Testing for marijuana is different from testing for alcohol. You can’t be pulled over and given a breathalyzer test for using cannabis recently. But there are several other tests for marijuana, some more invasive and others more acceptable for road-side testing. One of the better tests for monitoring marijuana exposure at a roadside site is oral fluids. There is a reliable connection between THC level in the blood and saliva. Oral testing is an ideal solution for roadside screening.

Urine tests can reveal marijuana consumption days or weeks after use. Urine tests can show past use of the drug but it is a bad measure of recent use.

THC blood testing is good for establishing impairment and for providing evidence, but it is invasive and not a good method to be used for roadside screening. Blood tests are usually used during investigations of accidents and injuries.

Validity of Testing

Testing for marijuana impairment has its challenges. The timing of a roadside check is critical, especially for gathering evidence. THC impairment peaks in the blood about 30 minutes after inhalation and one to one-and-a-half hours after consumption. THC levels drop quickly after reaching their peak.

First-time users can show signs of impairment at THC levels significantly below established limits. Chronic users, on the other hand, can have high levels of THC in their blood without showing any sign of impairment. The reason is that they have developed a tolerance to the drug.

Chronic users can also have THC in their blood without recent use because the drug can be stored in fatty tissues and released into blood and urine at arbitrary times. Testing may show THC that was consumed several weeks earlier.

Punishments for Marijuana DUI

Depending on several factors, there are many possible punishments for DUI marijuana including your criminal history, if any, and the county you were arrested in.

For a first-time offense, the punishment can be three-to-five years of probation, sometimes including drug testing. It can also include up to one year in jail, or in some counties, community service in lieu of jail time of a few days to a few weeks.

Further punishment can include fines of up to $2000, mandatory twelve-week DUI education, and possible six-month suspension of your driver’s  license.

Second offenses (or more) can result in several days of jail time, higher fines, longer DUI education classes, and if serious enough, state prison sentences for felony convictions.

What to Do If Pulled Over

If you are pulled over, and you are being suspected of DUI for marijuana, it’s a good idea to say nothing and remain calm. Don’t make any admissions to the officer. If you are arrested and put in jail and given a court order, you should contact a qualified DUI attorney. It is best if you find one who practices DUI law in your county. An attorney understands the difficulty of proving DUI marijuana and knows how to challenge any roadside observance or screening methods.

Your attorney can challenge the accuracy of any roadside or blood test, the testing procedures, the “chain of custody” for your blood sample (who had access to it, etc.), and other technical issues or possible violation of your rights.

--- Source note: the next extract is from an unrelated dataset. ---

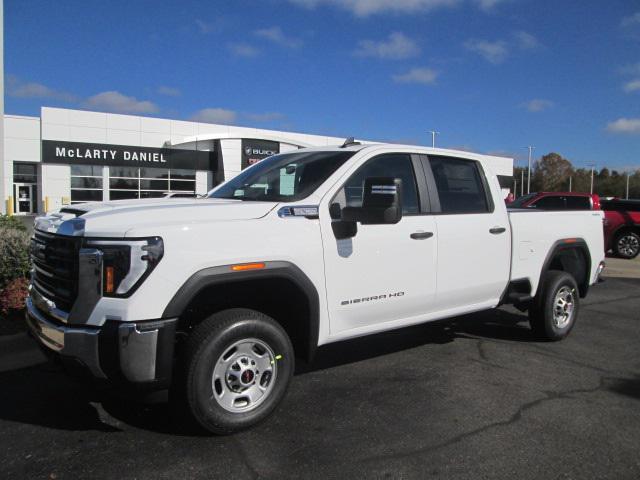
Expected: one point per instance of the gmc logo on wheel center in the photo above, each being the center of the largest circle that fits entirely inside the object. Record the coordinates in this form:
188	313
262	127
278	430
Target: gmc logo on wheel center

Another important action you can take, if possible, is to write down everything you can remember about being pulled over. This includes your conversation and interaction with the officer and any testing conducted or other relevant information. This will help your attorney build a case for you.

In California, you have 10 days from the date of your DUI arrest to ask for a hearing before the state DMV to find out if your license should be suspended. If you fail to ask for the hearing, your license will be automatically suspended.

If your license is suspended, you can still schedule a hearing with a judge to see if you can get a conditional license to drive to work or school. There can be a time limit to schedule this hearing, so do it right away if needed.